Wednesday, 19 June 2019

Debate over scrubbers continues to split shipping
By Simin Ngai, IHS Maritime
21-09-2018

Scrubber technology has drawn its fair share of criticism, but it is firmly entrenched in the dichotomous debate about complying with the International Maritime Organization’s (IMO’s) 2020 global sulphur cap on marine fuels.

With about 15 months to go, the shipping industry is broadly split into two camps – either to burn low-sulphur fuel or install a scrubber system.

More major shipowners have come out in favour of scrubber technology in the past three months, said Andrew Hoare, managing director at Navig8 Asia, at the Marine Money Asia conference held in Singapore this week.

Navig8 is one of the earlier advocates of scrubber technology, having opted for scrubber-fitted newbuildings. To this, Hoare gave his vote of confidence. “Not only do [scrubbers] work, they’ve also exceeded performance requirements expected of scrubbers.”

“We back scrubbers because we recognise that the IMO 2020 regulations are a very disruptive event to our industry. We can see clearly today from the pricing differentials that there will be a huge opportunity, but there will also be a huge amount of disruption down the supply chain.”

Because of yard capacity constraints, however, it would be impossible for the entire global fleet to be fitted with scrubbers by 2020, even if they chose to, said Sadan Kaptanoglu, president designate of BIMCO and managing director of HI Kaptanoglu Shipping.

Scrubber technology also requires expertise and training on the part of the crew.

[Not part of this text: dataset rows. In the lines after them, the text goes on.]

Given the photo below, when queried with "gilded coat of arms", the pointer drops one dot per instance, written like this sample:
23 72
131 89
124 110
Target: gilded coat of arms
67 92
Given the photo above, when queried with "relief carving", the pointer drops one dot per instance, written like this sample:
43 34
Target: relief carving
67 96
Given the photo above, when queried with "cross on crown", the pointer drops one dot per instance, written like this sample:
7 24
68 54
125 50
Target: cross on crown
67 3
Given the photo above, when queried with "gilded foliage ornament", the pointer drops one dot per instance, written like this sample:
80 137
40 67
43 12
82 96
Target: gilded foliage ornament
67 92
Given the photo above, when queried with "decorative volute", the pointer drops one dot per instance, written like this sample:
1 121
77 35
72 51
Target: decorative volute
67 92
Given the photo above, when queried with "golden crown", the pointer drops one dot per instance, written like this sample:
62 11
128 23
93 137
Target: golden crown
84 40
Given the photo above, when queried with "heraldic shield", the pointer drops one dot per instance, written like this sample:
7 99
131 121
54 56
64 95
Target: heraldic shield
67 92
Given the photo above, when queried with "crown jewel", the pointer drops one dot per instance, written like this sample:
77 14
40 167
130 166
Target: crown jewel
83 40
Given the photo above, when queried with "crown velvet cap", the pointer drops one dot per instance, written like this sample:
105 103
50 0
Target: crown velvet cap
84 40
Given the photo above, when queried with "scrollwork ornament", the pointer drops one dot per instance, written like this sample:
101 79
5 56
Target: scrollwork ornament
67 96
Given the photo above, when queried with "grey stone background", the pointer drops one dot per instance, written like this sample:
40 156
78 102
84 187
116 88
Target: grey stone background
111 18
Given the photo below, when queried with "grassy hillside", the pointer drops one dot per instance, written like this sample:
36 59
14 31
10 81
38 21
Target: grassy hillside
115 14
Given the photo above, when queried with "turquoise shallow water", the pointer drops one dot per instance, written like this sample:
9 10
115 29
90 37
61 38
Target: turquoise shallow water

According to Mario Moretti, senior director of marine and energy at RINA, the type of scrubber system to be employed and how to dispose of resulting sludge are key issues that shipowners must address.

One of the drawbacks of opting for scrubbers is the high capital cost upfront. This has also been compounded not just by a liquidity crunch, but also by the uncertainty of the business landscape ahead.

From a banker’s perspective, this presents both risk and opportunity, said Nicolas Parrot, head of transportation at BNP Paribas. As a financial institute, BNP Paribas’ role is not to influence decisions, but rather to support their clients’ decision.

For shipowners that opt for scrubbers, the bank can help with the financing aspect, Parrot said. Those who decide not to go with scrubbers may be exposed to the price of fuel. They have the option of hedging, and this can provide visibility on the costs for at least the first few years.

“Overall, we see this as a good opportunity for a dialogue with the client,” said Parrot.

“The 2020 sulphur cap is probably one of the industry’s most defining moments since we moved from coal to oil over a hundred years ago,” said Michael Phoon, executive director of the Singapore Shipping Association (SSA).

Intertanko's regional manager of Asia-Pacific and environment director Tim Wilkins offers a systematic approach to addressing the regulation, by considering all the known and unknown factors that need to be addressed.

One of the known factors is that IMO will accept that shipowners may face situations where they do not have fuel oil availability, and this should give shipowners some respite.

On the other hand, some unknown factors include how port state control will tackle sampling of marine fuels on board and what the tolerance levels will be. Furthermore, there are questions about how port state control will manage a situation, for example, where the scrubber breaks down.

Other things that need to be worked out include safety concerns and what to do with non-compliant fuel, as debunkering can be a costly and challenging exercise.

In a separate session at the same conference, BW Group chairman Andreas Sohmen-Pao said regulation was a good thing. “It represents progress and response to a changing environment, although there can be good and bad legislation.”
IMO’s 2020 sulphur cap should be looked upon positively, he said. “It was signalled very early, so nobody can complain they didn’t see it coming.”
Although BW LPG recently announced its choice to burn LPG as a marine fuel, Sohmen-Pao is of the opinion that there is no one-size-fits-all solution. “For scrubbers specifically, it’s horses for courses. It depends on what size of ship you have, what the payback is, what your assumptions are for how long the price differential is going to blow out, whether you’ve got the capital to invest, and a whole host of things.”